Ballentine, 43, of Durham, N. Car., and formerly of Country Club Hills, owned the Law Office of Warren Ballentine, LLC, in Country Club Hills.  He was found guilty of two counts of bank fraud, two counts of making false statements to lenders, and one count each of mail fraud and wire fraud by a jury that deliberated less than an hour total late yesterday and today following a trial that began Monday in U.S. District Court.

Ballentine remains free on bond pending sentencing, which was set for Jan. 21, 2015, before U.S. District Judge Matthew Kennelly.  Ballentine faces a maximum penalty on each count of 30 years in prison and a $1 million fine or an alternate fine of twice the gross gain or twice the loss, whichever is greater, and restitution is mandatory.  Ballentine is also subject to forfeiture of more than $9.7 million.

The Court must impose a reasonable sentence under federal statutes and the advisory United States Sentencing Guidelines.

According to the evidence, between December 2004 and February 2005, Ballentine schemed with others to fraudulently cause various lenders to make at least eight loans totaling approximately $3.6 million by making false statements in loan documents, including applications, HUD-1 settlement statements, and occupancy statements concerning the buyers’ intention to occupy the homes they purchased as a primary residence.  Ballentine then represented buyers recruited by others at real estate closings, knowing that they had signed and submitted false documents and had been fraudulently qualified to purchase the properties in Chicago, Monee, Woodridge, and Mokena.
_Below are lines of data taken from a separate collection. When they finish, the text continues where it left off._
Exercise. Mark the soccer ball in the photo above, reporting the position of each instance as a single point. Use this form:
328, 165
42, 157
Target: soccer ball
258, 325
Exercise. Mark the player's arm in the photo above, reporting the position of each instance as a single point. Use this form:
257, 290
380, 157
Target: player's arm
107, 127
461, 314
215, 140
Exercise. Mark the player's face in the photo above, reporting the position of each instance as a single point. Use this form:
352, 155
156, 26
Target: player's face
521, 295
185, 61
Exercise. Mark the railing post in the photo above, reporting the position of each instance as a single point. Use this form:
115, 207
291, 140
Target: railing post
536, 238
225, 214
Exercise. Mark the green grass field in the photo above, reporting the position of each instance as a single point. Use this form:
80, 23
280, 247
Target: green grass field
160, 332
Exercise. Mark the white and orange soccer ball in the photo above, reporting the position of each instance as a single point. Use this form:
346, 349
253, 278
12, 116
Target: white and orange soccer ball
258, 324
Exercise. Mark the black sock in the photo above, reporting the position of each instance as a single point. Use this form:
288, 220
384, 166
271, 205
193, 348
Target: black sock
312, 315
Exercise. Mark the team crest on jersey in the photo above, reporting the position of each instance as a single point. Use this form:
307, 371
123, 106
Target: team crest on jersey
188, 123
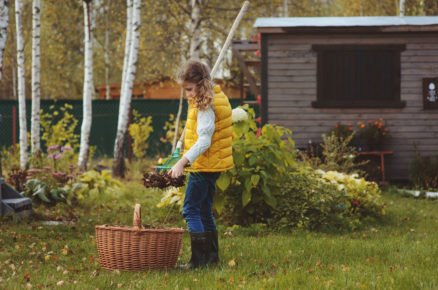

Between February 2005 and May 2006, Ballentine engaged in a similar, separate scheme with others to fraudulently cause various lenders to make at least 20 loans totaling approximately $6.1 million by making false statements in mortgage documents, including the buyers’ intention to occupy the homes as a primary residence.  Ballentine also represented these buyers at closings, knowing that they had been fraudulently qualified for the loans based on false documents, including some that Ballentine advised them to sign at closings.  These homes were scattered throughout Chicago and other suburbs, including Country Club Hills, Richton Park, and Markham.

The guilty verdict was announced by Zachary T. Fardon, United States Attorney for the Northern District of Illinois; Robert J. Holley, Special Agent-in-Charge of the Chicago Office of the Federal Bureau of Investigation; and Antonio Gómez, Inspector-in-Charge of the U.S. Postal Inspection Service in Chicago.

The government is being represented by Assistant U.S. Attorneys Jason Yonan and Andrew S. Boutros.